If the substitution u=x^2 + 1 is made, then the integral from 0 to 2 of [(x^3)/(x^2 + 1)]dx = ?
Thank you for your help!
To solve this integral using the given substitution u = x^2 + 1, we need to express the integral in terms of u. Here's how to do it step by step:
1. Start with the given integral: ∫[(x^3)/(x^2 + 1)]dx, with the limits of integration from 0 to 2.
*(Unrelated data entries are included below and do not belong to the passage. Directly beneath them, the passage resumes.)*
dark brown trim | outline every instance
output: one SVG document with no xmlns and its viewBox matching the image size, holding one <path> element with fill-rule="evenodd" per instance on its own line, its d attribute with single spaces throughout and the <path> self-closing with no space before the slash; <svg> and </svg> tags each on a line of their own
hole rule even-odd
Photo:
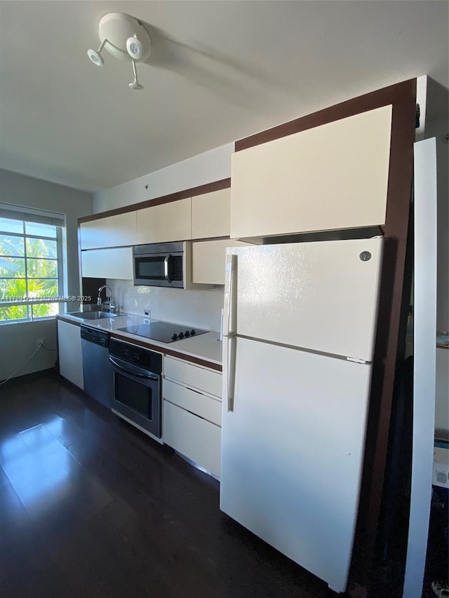
<svg viewBox="0 0 449 598">
<path fill-rule="evenodd" d="M 111 332 L 111 338 L 118 339 L 119 341 L 125 341 L 131 345 L 138 345 L 140 347 L 144 347 L 146 349 L 152 349 L 153 351 L 159 351 L 159 353 L 163 353 L 164 355 L 177 357 L 179 359 L 184 360 L 184 361 L 189 361 L 191 363 L 195 363 L 197 365 L 203 365 L 205 367 L 208 367 L 210 369 L 215 369 L 217 372 L 222 372 L 223 369 L 222 367 L 217 363 L 213 363 L 207 360 L 179 353 L 178 351 L 175 351 L 173 349 L 167 349 L 165 347 L 160 346 L 159 345 L 153 345 L 152 343 L 148 343 L 146 341 L 141 341 L 137 339 L 130 339 L 129 337 L 124 337 L 122 334 L 119 334 L 118 332 Z"/>
<path fill-rule="evenodd" d="M 241 151 L 260 144 L 334 121 L 392 105 L 391 139 L 380 313 L 373 389 L 351 586 L 369 590 L 387 468 L 396 366 L 403 359 L 405 334 L 403 295 L 413 169 L 416 79 L 410 79 L 320 110 L 236 142 Z"/>
<path fill-rule="evenodd" d="M 307 129 L 326 125 L 328 123 L 333 123 L 334 121 L 340 121 L 341 118 L 346 118 L 348 116 L 353 116 L 354 114 L 359 114 L 361 112 L 366 112 L 367 110 L 373 110 L 375 108 L 380 108 L 381 106 L 394 104 L 400 99 L 405 90 L 405 86 L 410 85 L 415 81 L 416 80 L 410 79 L 404 83 L 384 87 L 383 89 L 367 93 L 365 95 L 360 95 L 358 97 L 342 102 L 341 104 L 336 104 L 330 108 L 319 110 L 317 112 L 307 114 L 306 116 L 283 123 L 282 125 L 278 125 L 276 127 L 267 129 L 266 131 L 262 131 L 250 137 L 239 140 L 235 143 L 235 151 L 241 151 L 242 149 L 247 149 L 248 147 L 253 147 L 255 145 L 267 143 L 267 142 L 273 141 L 275 139 L 286 137 L 300 131 L 305 131 Z"/>
<path fill-rule="evenodd" d="M 206 193 L 212 193 L 214 191 L 229 189 L 231 186 L 231 179 L 222 179 L 220 181 L 214 181 L 212 183 L 206 183 L 198 187 L 192 187 L 189 189 L 164 195 L 161 197 L 156 197 L 154 199 L 148 199 L 139 203 L 132 203 L 130 205 L 123 205 L 123 208 L 116 208 L 115 210 L 109 210 L 107 212 L 100 212 L 98 214 L 92 214 L 91 216 L 84 216 L 78 219 L 79 225 L 82 222 L 90 222 L 92 220 L 99 220 L 101 218 L 107 218 L 109 216 L 116 216 L 119 214 L 126 214 L 128 212 L 133 212 L 135 210 L 142 210 L 144 208 L 151 208 L 153 205 L 160 205 L 161 203 L 170 203 L 172 201 L 177 201 L 179 199 L 185 199 L 188 197 L 195 197 L 197 195 L 203 195 Z"/>
<path fill-rule="evenodd" d="M 56 316 L 58 320 L 61 320 L 62 322 L 67 322 L 67 324 L 73 324 L 74 326 L 81 326 L 81 322 L 73 320 L 72 318 L 67 318 L 65 313 L 58 313 Z"/>
</svg>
2. Substitute u = x^2 + 1. To do this, we need to find dx in terms of du. Take the derivative of both sides of the substitution equation:
du/dx = d/dx(x^2 + 1)
du/dx = 2x
dx = du/(2x)
3. Rewrite the integral with the new variable u and dx:
∫[(x^3)/(x^2 + 1)]dx = ∫[((u - 1)/(2x)) * x^3]dx
= ∫[(u - 1)/2 * x^2]dx
= ∫[(u - 1)/2 * (u - 1 - 1)]dx
= ∫[(u - 1)^2/2]dx
4. Now, we need to change the limits of integration. When x = 0, u = x^2 + 1 = 1. And when x = 2, u = x^2 + 1 = 2^2 + 1 = 5. So the new limits of integration are from 1 to 5.
5. The integral becomes:
∫[(u - 1)^2/2]dx = ∫[(u - 1)^2/2]du (since dx = du/(2x) = du/(2√u - 2))
= ∫[(u^2 - 2u + 1)/2]du
= (1/2)∫[u^2 - 2u + 1]du
= (1/2)[(u^3/3) - u^2/2 + u] + C
= (1/6)u^3 - (1/4)u^2 + (1/2)u + C
6. Finally, evaluate the integral at the new limits of integration:
∫[(x^3)/(x^2 + 1)]dx from 0 to 2
= [(1/6)u^3 - (1/4)u^2 + (1/2)u] from 1 to 5
= [(1/6)(5^3) - (1/4)(5^2) + (1/2)(5)] - [(1/6)(1^3) - (1/4)(1^2) + (1/2)(1)]
= [125/6 - 25/4 + 5/2] - [1/6 - 1/4 + 1/2]
= [(125 - 75 + 60)/12] - [(2 - 3 + 6)/12]
= (110/12) - (5/12)
= 105/12
So, the value of the integral from 0 to 2 of [(x^3)/(x^2 + 1)]dx is 105/12.